Week 1-3 of the AWS MLops: Data ingestion and AWS jobs
AWS job styles:#
- Batch
- Glue: creates metadata that allows to perform operations on e.g. S3 or a database. This is a serverless ETL system.
- Batch: general purpose batch, can process anything at scale in containers and training models with GPUs.
- Step functions: parameterize different steps, orchestrate Lambda functions with inputs.
- Streaming
- Kinesis: send in small payloads and process them as it receives the payloads.
- Kafka via Amazon MSK
In terms of operation complexity and data size, here is a high level comparison
Batch | Streaming | |
---|---|---|
complexity | simple | complex |
data size | large | small |
- Complexity: Batch jobs are simpler, they receive data, execute operations across, then give back results. Streaming jobs on the other hand need to take in data as they come in and a bit more prone to error and mistake.

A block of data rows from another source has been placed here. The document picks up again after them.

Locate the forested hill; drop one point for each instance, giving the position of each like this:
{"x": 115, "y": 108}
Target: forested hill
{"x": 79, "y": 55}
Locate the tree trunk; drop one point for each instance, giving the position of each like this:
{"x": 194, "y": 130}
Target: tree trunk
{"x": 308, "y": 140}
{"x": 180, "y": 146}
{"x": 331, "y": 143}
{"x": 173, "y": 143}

- Data size: Batch jobs are good at handling large data payloads since they are designed to process in batch. While streaming jobs process things as they come in.
Batch: data ingestion and processing pipelines#
Examples#
- Example 1 - AWS Batch:
- Event trigger creates new jobs
- New jobs are stored in queue. Can have thousands of jobs.

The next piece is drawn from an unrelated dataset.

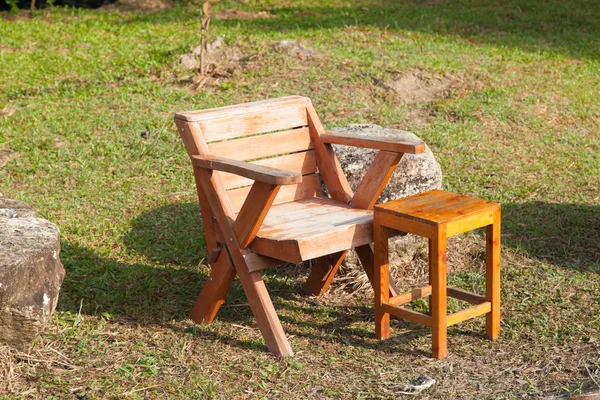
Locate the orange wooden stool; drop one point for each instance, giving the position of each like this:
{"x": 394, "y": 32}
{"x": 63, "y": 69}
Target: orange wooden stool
{"x": 437, "y": 215}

- Each job launches its own container and performs things like fine tuning Hugging Face models using GPUs.
- Example 2 - AWS Step Function:
- Event trigger
- First step, a Lambda function, gets JSON payload and exports results.

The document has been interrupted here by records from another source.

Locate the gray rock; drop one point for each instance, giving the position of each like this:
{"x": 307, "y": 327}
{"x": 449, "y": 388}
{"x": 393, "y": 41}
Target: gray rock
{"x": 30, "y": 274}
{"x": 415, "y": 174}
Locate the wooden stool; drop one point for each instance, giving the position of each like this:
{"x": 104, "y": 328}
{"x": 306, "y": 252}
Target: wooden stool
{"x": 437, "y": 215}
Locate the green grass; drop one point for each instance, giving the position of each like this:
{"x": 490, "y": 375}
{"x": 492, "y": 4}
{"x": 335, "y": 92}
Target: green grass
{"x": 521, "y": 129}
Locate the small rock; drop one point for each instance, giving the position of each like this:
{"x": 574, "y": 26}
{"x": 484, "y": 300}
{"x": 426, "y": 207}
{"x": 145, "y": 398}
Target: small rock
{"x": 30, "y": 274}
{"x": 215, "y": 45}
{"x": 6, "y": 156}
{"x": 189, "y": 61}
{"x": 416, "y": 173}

- Second step, also a Lambda function, takes outputs from the previous step as inputs. Exports results as JSON.
- Example 3 - AWS Glue, an ETL pipeline:
- Event trigger
- AWS Glue points to multiple data sources: CSV files in S3 or external PostgreSQL database.
- Glue ties multiple data sources together and creates an ETL then transform the data and put it into a S3 bucket.
- Glue creates a data catalog that can be queried via AWS Athena without having to actually pull all the data out of S3 for data visualization and maybe manipulation.